The Abridged Script
FADE IN:
EXT. CHRISTMAS - 1974
We are introduced to our first potential hero YOUNG MARK STRONG who is magically transported to a NARNIA CAVE and meets old white bearded DJIMON HOUNSOU.
YOUNG MARK STRONG
Why are you dressed like Blaxxxploitation Gandalf after 5 shots of tequila?
DJIMON HOUNSOU
I’m a wizard with magical superpowers, but I am old and so I must pass my power onto a worthy child.
YOUNG MARK STRONG
But why a child specifically? Most kids can’t even be trusted with the Wi-Fi password let alone handling dangerous superpowers.
DJIMON HOUNSOU
Because them’s the rules.

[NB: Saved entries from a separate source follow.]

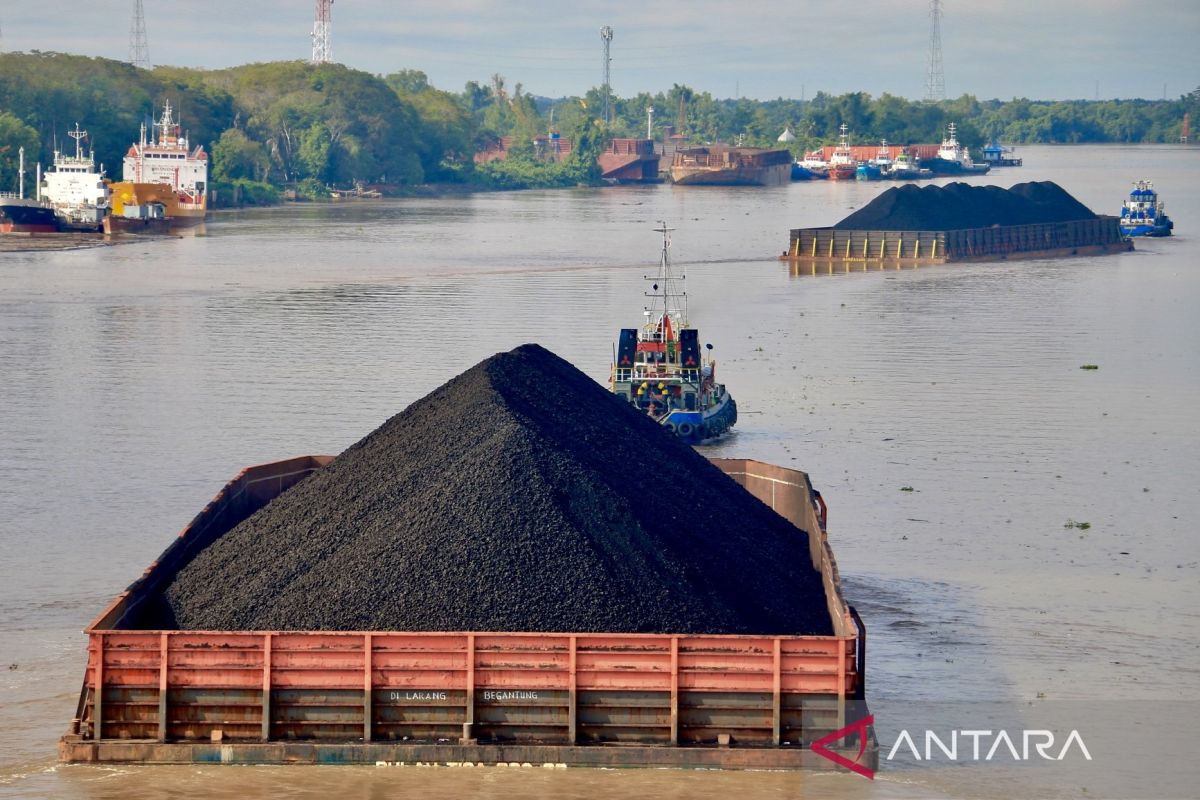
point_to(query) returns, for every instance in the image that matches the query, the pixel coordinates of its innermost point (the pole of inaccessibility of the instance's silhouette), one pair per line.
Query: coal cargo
(958, 222)
(957, 206)
(519, 497)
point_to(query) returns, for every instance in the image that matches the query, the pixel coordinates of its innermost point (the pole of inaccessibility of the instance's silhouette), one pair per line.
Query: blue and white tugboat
(1144, 214)
(661, 370)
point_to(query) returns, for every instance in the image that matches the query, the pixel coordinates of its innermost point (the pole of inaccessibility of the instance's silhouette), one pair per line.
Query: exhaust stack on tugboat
(660, 367)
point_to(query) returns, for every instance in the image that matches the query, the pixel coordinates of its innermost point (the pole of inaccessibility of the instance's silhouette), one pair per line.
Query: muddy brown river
(1018, 533)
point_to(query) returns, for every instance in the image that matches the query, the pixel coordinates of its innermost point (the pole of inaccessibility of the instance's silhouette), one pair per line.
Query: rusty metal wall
(492, 687)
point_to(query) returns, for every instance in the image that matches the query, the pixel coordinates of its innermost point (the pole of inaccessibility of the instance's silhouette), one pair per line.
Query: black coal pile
(958, 205)
(521, 495)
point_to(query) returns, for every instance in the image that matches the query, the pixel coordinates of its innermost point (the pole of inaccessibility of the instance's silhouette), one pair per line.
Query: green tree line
(303, 126)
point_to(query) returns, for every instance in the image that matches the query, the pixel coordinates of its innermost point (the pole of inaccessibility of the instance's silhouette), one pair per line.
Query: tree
(237, 156)
(16, 134)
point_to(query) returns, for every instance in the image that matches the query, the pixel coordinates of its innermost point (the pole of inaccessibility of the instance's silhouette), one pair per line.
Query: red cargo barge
(480, 698)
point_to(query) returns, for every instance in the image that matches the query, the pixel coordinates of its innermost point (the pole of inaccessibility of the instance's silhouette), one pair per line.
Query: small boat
(802, 173)
(868, 172)
(906, 168)
(815, 163)
(841, 163)
(997, 155)
(955, 160)
(876, 168)
(1144, 214)
(660, 370)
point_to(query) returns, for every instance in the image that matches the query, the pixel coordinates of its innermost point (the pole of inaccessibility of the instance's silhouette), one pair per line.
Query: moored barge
(471, 698)
(725, 166)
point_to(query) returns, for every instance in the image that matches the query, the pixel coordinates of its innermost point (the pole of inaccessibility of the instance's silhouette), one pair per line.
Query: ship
(76, 190)
(843, 164)
(629, 161)
(23, 215)
(906, 168)
(163, 170)
(997, 155)
(727, 166)
(953, 158)
(660, 370)
(1144, 214)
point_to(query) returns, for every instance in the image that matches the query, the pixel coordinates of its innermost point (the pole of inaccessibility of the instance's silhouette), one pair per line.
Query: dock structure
(847, 247)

It's my duty to guard the demonic Seven Deadly Sins, which look like murky Pokémon monsters, encased in these statues which I have stored 6 feet away from this evil orb that gives them all their power.
YOUNG MARK STRONG
Oooh evil orb you say?
(is immediately drawn to The Darkside)
DJIMON HOUNSOU
Holy shit kid, you went straight to the evil. You didn’t even try to stop yourself.
YOUNG MARK STRONG
Doesn't that mean I'm the chosen Mary Sue?
DJIMON HOUNSOU
In a Rian Johnson shitfest maybe, but not here! You're drawn to evil so that means you're not worthy! I doom you to a career of playing villains in comic book movies!
YOUNG MARK STRONG
That doesn't sound so bad.
DJIMON HOUNSOU
Including GREEN LANTERN!!!
YOUNG MARK STRONG
NOOOOOOOOOOOO!!!!!!!! I vow revenge! I’ll get you for this Black Santa!!!!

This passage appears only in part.